The following post shows the steps to recreate an example of linear regression in Scala.
Set the data set
Defines the set of data to apply to the model.
import org.apache.spark.ml.linalg.Vectors val df = spark.createDataFrame(Seq( (0, 60), (0, 56), (0, 54), (0, 62), (0, 61), (0, 53), (0, 55), (0, 62), (0, 64), (1, 73), (1, 78), (1, 67), (1, 68), (1, 78) )).toDF("fail" , "temperature")

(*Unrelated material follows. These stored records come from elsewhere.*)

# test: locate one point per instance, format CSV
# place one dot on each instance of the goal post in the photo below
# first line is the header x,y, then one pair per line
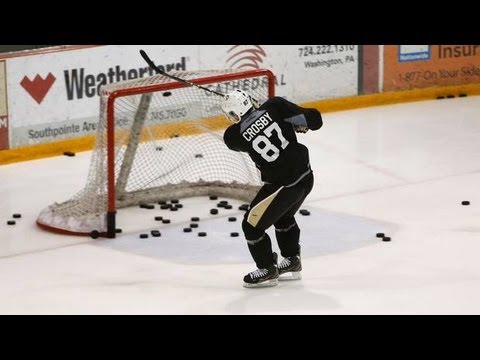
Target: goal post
x,y
160,139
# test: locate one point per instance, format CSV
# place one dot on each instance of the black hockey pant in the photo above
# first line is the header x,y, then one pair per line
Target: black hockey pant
x,y
275,205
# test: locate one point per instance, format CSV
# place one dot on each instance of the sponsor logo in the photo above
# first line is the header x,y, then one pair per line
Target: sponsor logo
x,y
413,53
80,84
246,57
38,87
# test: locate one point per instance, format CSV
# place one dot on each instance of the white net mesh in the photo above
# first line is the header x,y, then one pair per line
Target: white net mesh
x,y
168,143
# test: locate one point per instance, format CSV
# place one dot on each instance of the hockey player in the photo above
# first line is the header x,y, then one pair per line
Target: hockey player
x,y
268,134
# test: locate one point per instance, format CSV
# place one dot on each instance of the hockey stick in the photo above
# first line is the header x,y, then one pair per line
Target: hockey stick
x,y
160,71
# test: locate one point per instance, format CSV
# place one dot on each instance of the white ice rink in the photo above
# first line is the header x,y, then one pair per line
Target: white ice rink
x,y
400,169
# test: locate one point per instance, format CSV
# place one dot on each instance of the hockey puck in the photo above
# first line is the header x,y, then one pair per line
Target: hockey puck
x,y
147,206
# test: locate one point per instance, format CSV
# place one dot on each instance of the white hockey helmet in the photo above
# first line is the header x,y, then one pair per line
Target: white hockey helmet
x,y
236,104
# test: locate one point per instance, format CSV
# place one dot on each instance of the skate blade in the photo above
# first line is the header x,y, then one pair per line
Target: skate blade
x,y
292,275
268,283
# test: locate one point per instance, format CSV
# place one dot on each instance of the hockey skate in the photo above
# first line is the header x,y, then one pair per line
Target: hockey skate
x,y
262,277
290,268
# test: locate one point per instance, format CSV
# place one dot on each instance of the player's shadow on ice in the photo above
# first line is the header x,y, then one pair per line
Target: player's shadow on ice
x,y
286,298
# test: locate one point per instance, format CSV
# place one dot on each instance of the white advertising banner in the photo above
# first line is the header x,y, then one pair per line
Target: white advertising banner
x,y
303,72
54,96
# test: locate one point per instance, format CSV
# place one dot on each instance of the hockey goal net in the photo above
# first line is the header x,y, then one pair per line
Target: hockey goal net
x,y
159,139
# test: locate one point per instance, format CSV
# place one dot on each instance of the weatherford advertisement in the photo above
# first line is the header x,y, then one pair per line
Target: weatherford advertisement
x,y
419,66
54,96
3,108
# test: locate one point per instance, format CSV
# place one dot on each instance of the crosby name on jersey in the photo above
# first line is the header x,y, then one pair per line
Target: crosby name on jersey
x,y
268,135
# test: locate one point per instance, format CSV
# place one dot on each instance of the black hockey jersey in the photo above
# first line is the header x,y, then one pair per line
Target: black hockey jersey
x,y
268,135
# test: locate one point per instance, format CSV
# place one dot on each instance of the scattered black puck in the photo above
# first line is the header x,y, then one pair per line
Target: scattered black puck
x,y
147,206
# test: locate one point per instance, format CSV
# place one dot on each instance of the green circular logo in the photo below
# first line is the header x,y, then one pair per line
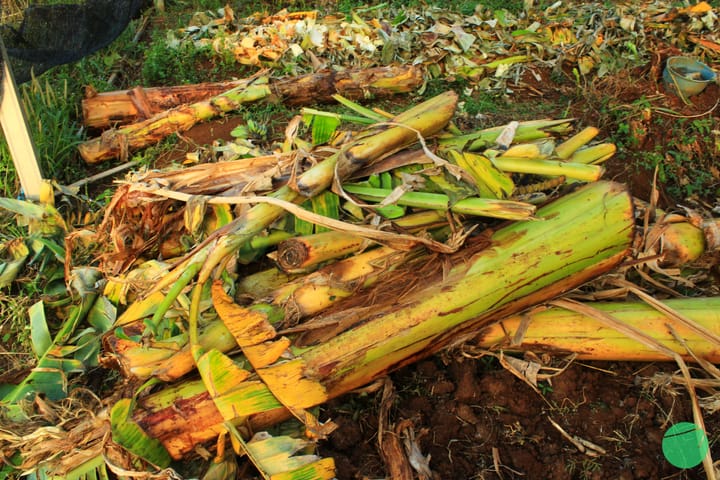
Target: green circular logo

Define the model by means of pipes
import org.apache.spark.ml.Pipeline import org.apache.spark.ml.feature.VectorAssembler import org.apache.spark.ml.regression.{LinearRegression, LinearRegressionModel}
// Defining features val features = new VectorAssembler() .setInputCols(Array("temperature")) .setOutputCol("features")
// Define model to use val lr = new LinearRegression().setLabelCol("fail")
// Create a pipeline that associates the model with the data processing sequence val pipeline = new Pipeline().setStages(Array(features, lr))
// Run the Model val model = pipeline.fit(df)
Show model Results
val linRegModel = model.stages(1).asInstanceOf[LinearRegressionModel]
println(s"RMSE: ${linRegModel.summary.rootMeanSquaredError}") println(s"r2: ${linRegModel.summary.r2}") println(s"Model: Y = ${linRegModel.coefficients(0)} * X + ${linRegModel.intercept}")
linRegModel.summary.residuals.show() RMSE: 0.24965353110553395 r2: 0.7285317871929219 Model: Y = 0.05114497726003437 * X + -2.8978696241921877 +--------------------+ | residuals| +--------------------+ |-0.17082901140987428| |0.033750897630262955| | 0.13604085215033157| |-0.27311896592994334| | -0.2219739886699088| | 0.1871858294103661| | 0.08489587489029748| |-0.27311896592994334| |-0.37540892045001195| | 0.1642862842096786| |-0.09143860209049315| | 0.4711561477698849| | 0.4200111705098504| |-0.09143860209049315| +--------------------+
Show predictions
val result = model.transform(df).select("temperature", "fail", "prediction") result.show() +-----------+-------+--------------------+ |temperature| fail | prediction| +-----------+-------+--------------------+ | 60| 0| 0.17082901140987428| | 56| 0|-0.03375089763026...| | 54| 0|-0.13604085215033157| | 62| 0| 0.27311896592994334| | 61| 0| 0.2219739886699088| | 53| 0| -0.1871858294103661| | 55| 0|-0.08489587489029748| | 62| 0| 0.27311896592994334| | 64| 0| 0.37540892045001195| | 73| 1| 0.8357137157903214 | | 73 | 1 | 0.8357137157903214 | | 78 | 1 | 1.0914386020904931 | | 67 | 1 | 0.5288438522301151 | | 68 | 1 | 0.5799888294901496 | | 78 | 1 | 1.0914386020904931 | +-----------+-------+--------------------+
val result = model.transform(data).select(“temperature”, “fail”, “prediction”)
result.show()
getting error in finding “data”
Hey, data means dataframe. Just replace data by df
Thanks Rushi. I changed your comment.